Are there any tutorials you know about or code samples out there that would lead me down the same path for ruby on rails? I know ruby is dynamic and I won't need an interface.

Any guidance would be greatly appreciated.

Thanks!


Dependency injection is usually unnecessary with Ruby. Jamis Buck blogged extensively about the reasons why. Well worth a read.


Take advantage of duck typing, which is part of the dynamic nature of Ruby. If both of your payment processor classes respond appropriately to the same methods that are used in your app, then you can interchange them freely. No DI framework necessary.

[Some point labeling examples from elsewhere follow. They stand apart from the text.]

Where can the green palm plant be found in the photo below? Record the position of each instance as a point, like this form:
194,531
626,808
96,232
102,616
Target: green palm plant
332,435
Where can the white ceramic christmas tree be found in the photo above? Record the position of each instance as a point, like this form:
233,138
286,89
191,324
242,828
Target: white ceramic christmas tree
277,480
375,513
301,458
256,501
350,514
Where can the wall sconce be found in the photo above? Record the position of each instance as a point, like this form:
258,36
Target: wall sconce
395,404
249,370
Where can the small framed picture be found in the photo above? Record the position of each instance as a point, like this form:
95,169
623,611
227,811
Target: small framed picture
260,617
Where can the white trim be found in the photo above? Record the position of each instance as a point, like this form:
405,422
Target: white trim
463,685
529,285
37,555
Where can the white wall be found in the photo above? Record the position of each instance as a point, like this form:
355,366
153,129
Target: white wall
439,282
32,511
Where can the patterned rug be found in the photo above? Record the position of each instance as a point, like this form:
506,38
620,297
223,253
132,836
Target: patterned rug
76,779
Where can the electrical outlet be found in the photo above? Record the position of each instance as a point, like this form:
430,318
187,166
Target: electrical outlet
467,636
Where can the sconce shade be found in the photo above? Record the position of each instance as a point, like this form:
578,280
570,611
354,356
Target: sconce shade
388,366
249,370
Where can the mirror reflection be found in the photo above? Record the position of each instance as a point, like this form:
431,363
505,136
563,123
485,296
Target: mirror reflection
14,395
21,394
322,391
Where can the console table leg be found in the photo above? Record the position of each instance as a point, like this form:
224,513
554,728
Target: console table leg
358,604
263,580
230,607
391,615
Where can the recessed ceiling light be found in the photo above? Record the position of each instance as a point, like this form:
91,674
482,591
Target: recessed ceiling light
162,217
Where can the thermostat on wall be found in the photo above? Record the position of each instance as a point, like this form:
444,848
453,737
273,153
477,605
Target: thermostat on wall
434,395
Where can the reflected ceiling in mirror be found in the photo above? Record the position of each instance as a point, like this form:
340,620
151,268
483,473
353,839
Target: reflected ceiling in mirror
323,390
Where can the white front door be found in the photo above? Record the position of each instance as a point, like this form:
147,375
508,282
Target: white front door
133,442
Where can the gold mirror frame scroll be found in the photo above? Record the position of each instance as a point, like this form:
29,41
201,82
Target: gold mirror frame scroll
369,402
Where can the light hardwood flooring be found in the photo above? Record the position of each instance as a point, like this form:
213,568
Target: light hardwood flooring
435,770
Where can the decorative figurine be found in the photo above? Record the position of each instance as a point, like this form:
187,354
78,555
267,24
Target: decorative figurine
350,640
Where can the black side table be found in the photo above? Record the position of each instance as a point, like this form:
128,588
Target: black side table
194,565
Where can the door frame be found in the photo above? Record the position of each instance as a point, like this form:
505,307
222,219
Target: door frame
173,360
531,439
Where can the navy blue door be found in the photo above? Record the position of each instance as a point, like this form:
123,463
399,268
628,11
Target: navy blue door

The general consensus is that while the DI pattern is relevant in Ruby, a DI container is not necessary.

Jamis Buck was underway with a DI framework called Needle, but later changed tack and stated that, while he uses the DI pattern every day, a container is simply not necessary, because "Ruby is plah-doh, while the Java, .NET and other languages that require a library to manage DI concerns are blocks".

This idea is very commonly misinterpreted that "you don't need DI in Ruby". Jamis' message was that a container is not necessary, just as its not strictly necessary in any language - but even more so in Ruby.

While the consensus is that a container is unnecessary there are quite a few out there. One notable is that of Jim Weirrich, the author of Rake and rspec. He created one called Dim, which stands for DI-minimal.